Zudem hat die klagende Partei vorliegend auch nicht in hinreichend substantiierter Art und Weise dargetan und unter Beweis gestellt, dass der berechnete Tarif von der Firma mit dem Beklagten vereinbart worden ist. Unstreitig handelt es sich bei der angewählten Nummer um eine frei tarifierbare Nummer, beginnend mit 0190-0... Bereits aus der Preisangabenverordnung ergibt sich, dass bei solchen frei tarifierbaren Nummern der in Rechnung gestellte Tarif nur dann Vertragsinhalt geworden sein kann, wenn er entweder bereits vor Herstellung der Verbindung veröffentlicht worden war, so dass der Kunde zumindest die Möglichkeit hatte, sich vor der Anwahl zu informieren, oder der Kunde vor der Einwahl auf den Tarif hingewiesen worden ist. Dass und wie dies vorliegend erfolgt sein soll, hat die klagende Partei nicht substantiiert vorgetragen und auch keinen geeigneten Beweis angetreten, obwohl die diesbezügliche Darlegungs- und Beweislast bei ihr liegt. Zwar behauptet die klagende Partei in ihrem Schriftsatz vom 22.03.2004, es sei ein sogenannter Blocktarif einschlägig, der im vorliegenden Fall 25,8621 € betrage, und bei dem der Kunde unabhängig von der Dauer die Verbindung halten könne. Woraus sich dieser angebliche Tarif ergeben und dass und wie er dem Kunden vor Herstellung der Verbindung angesagt worden sein soll, hat die klagende Partei indes nicht substantiiert vorgetragen. Sie behauptet lediglich pauschal, der Tarif sei mitgeteilt worden und auch von dem Kunden bestätigt worden. Soweit die klagende Partei zum Beweis dafür den "zuständigen Mitarbeiter" der Firma namens W. als Zeugen benennt, so war dessen Vernehmung nicht zu veranlassen, denn diese liefe auf einen unzulässigen Ausforschungsbeweis hinaus. Es ist weder vorgetragen noch ersichtlich, weshalb der Zeuge W. Kenntnis über Preisangaben im Netz der Firma bzw. über das konkrete Verhalten des Mehrwertdienstanbieters haben soll.

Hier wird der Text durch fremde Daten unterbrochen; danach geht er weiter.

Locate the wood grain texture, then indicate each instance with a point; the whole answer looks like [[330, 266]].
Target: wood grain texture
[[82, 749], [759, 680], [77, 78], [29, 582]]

Die prozessualen Nebenentscheidungen beruhen auf §§ 91 Abs.1, 708 Nr.11, 713 ZPO

Streitwert 60,00 €
 
Die technische Prüfung wird als Nachweis immer wichtiger. So soll das auch sein, denn so steht´s in der Verordnung.

Aber nehmen wir mal an:

Dieses und die anderen schönen Urteile werden allgemein bekannt. Und weil die nun bekannt sind, häufen sich die Einwände, egal ob berechtigt oder nicht, weil ja jeder jetzt weiß, dass man ohne Prüfprotokoll nicht mehr zu zahlen braucht.

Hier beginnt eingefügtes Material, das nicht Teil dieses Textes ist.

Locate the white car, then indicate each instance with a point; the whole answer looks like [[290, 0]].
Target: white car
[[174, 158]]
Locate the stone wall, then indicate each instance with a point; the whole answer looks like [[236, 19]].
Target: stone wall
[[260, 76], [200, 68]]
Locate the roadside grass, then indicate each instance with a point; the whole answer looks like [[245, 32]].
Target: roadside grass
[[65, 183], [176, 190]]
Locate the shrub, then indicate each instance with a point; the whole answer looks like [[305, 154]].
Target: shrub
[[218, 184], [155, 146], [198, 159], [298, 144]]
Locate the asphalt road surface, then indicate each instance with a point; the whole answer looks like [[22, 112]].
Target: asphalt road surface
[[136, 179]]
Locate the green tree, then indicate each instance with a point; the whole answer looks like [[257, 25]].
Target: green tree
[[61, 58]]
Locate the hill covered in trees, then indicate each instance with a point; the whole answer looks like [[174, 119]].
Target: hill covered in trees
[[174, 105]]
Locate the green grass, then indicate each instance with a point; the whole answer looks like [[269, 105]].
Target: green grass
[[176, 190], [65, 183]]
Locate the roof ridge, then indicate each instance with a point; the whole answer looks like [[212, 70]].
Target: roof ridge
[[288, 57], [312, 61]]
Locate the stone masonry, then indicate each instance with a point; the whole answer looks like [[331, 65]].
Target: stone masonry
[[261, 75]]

Wie wollen die Netzbetreiber dem entgegenwirken?

Gruß wibu
 
wibu schrieb:
Die technische Prüfung wird als Nachweis immer wichtiger. So soll das auch sein, denn so steht´s in der Verordnung.
.....
Wie wollen die Netzbetreiber dem entgegenwirken?

Gruß wibu
Ihre gesetzliche Pflicht erfüllen, ist eine Möglichkeit und sich andere Geschäftspartner suchen, eine andere.
 
AG Neuss sagt ja wie man als ersten Schritt schon mal anfangen könnte:

Womöglich hätte es schon weiter geholfen, einmal darzulegen, was die Zedentin denn üblicherweise tut, um alle diese Daten zu speichern und abzugleichen, und wie es in einem typischen Fall aussieht, und entsprechende Screenshots, Prüfprotokolle etc für einen solchen Normalfall vorzulegen
 
Das Rumreiten auf der technischen Dokumentation ist ja gut und schön, aber leider ist darüber etwas anderes wichtiges untergegangen.

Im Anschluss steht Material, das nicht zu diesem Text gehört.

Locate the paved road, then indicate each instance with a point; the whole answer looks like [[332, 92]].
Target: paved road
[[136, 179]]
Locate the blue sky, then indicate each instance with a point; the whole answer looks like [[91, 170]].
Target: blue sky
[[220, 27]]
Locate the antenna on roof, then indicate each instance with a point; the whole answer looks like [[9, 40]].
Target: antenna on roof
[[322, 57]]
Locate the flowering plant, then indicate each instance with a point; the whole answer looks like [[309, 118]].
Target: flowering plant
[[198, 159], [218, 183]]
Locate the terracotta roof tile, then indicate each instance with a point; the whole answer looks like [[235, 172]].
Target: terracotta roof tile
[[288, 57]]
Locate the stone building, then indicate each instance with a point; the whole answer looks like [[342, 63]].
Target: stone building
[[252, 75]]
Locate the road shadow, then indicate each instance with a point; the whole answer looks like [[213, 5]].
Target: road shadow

Ich finde den Versuch der Telefongesellschaft, Einwahlen von 2 und 3 sec Dauer gerichtlich einzuklagen, extrem dreist und unseriös. Es stellt sich ja die Frage, welcher "Mehrwert" in so ein paar sec überhaupt übermittelt werden kann. Da mag es schon Sachen geben, die dafür in Frage kommen (Passwörter zb), aber hier ging es nicht um eine Dialereinwahl, sondern um ein manuelles Verwählen.
 
Die Verbindungen wurden übrigens -nach Vortrag des Beklagten- durch den Dienstanbieter/Netzanbieter getrennt (Ansage: "keine Verbindung unter dieser Rufnummer" o.ä.). Ist oben etwas missverständlich.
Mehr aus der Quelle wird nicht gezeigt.